To further examine this alternative to paper currency payments the invited guest was none other than Daily Reckoning contributor and bestselling author, Jim Rickards. Rickards literally wrote the book on Currency Wars and has just released his latest New York Times bestseller, The Road to Ruin. Both titles examine the global economy, what happens when nations seek a hard currency, like gold – and more.
When asked by Stacy Herbert “What do you say to the rum to settle debt?” Rickards did not hold back saying, “There is a humourous side to this and a sad side. They don’t have hard currency and the Czech Republic has no interest in whatever currency Cuba is offering to put out.”
“This is part of a larger picture having to do with all major economies outside of the U.S trying to get away from the dollar based system. One of the reasons countries are doing these kinds of swaps is what I call the Axis of Gold – Russia, China, Iran – diversifying away from the dollar and getting out from under sanctions.”
“This is going on in small ways all over the place. It has one thing in common. Get out from under the dollar payment system. The U.S has acted as a bully, and in some ways it has been an extension of foreign policy – but in others it is trying to throw its weight around at a time when people are losing confidence in U.S dollars and U.S debt anyway. Little by little, countries are doing these kind of deals to get away from our payment system.”

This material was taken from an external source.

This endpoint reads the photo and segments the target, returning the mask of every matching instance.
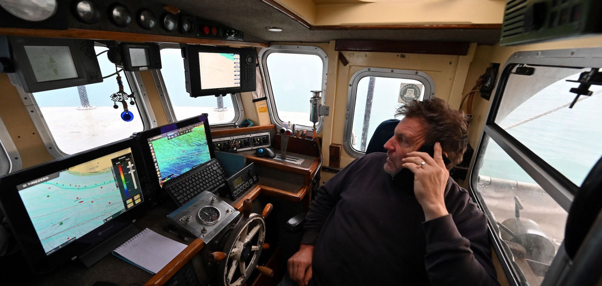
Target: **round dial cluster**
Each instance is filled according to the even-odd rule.
[[[215,207],[203,207],[199,210],[198,216],[201,222],[211,225],[220,220],[220,211]]]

When asked about Trump’s new economic team and what he is focused on from the incoming administration Rickards responded, “What I am watching is what I have called ‘The Empire Strikes Back.’ Which is, what do Janet Yellen and her colleagues at the Fed think of Trump? Trump during the campaign said he was going to “fire Janet Yellen” – well of course he can’t fire her. But he can make her life pretty miserable because there are two vacancies on The Federal Open Market Committee (FOMC).”
“Yellen is bent on raising rates. Probably at the worst possible time and may sink the U.S economy which could cause a recession. Of course they would blame that on Trump. There is a very high level power struggle going on between Democrats on the Federal Reserve Board of Governors and Republicans everywhere else in Washington.”
Rickards went on to remark that, “A lot of people know that Janet Yellen’s term as Chair is over in 2018. But, she has a separate term that goes until 2028. She could remain on the board, though she won’t be chairman. She could stay on the Board for another ten years and be a dissenter and a “pain in the neck” for Trump. This is going to play out in interesting ways.”
When prompted on his thoughts regarding China and its dollar policy he noted, “They are buying gold. They are creating a hedge to U.S treasury. So that way, if the U.S resorts to inflation (which we always do sooner or later) the treasuries will be worth less but the gold will be worth more. Conversely, if we have price stability gold might not do much but the treasuries will pay off in real value. So the Chinese win either way. But they are still completely vulnerable. The U.S is on the path to being like Greece or Italy at this stage… But China is worse. So, in this poker game I would rather be the U.S.”
In a brilliant shift, Max Keiser took it all back to Wall Street and the big banks asking what to expect from the Trump administration and banking? Rickards quickly responded, “The banking system is inherently a ponzi. They are not creating value. They extract value from the system and give nothing back. They can’t have it both ways. You cannot have a government guaranteed liability side of the balance sheet and a free market asset side. If you are going to have government guaranteed asset sides (FDIC) and subsidies for your liabilities you are going to have to regulate the assets.”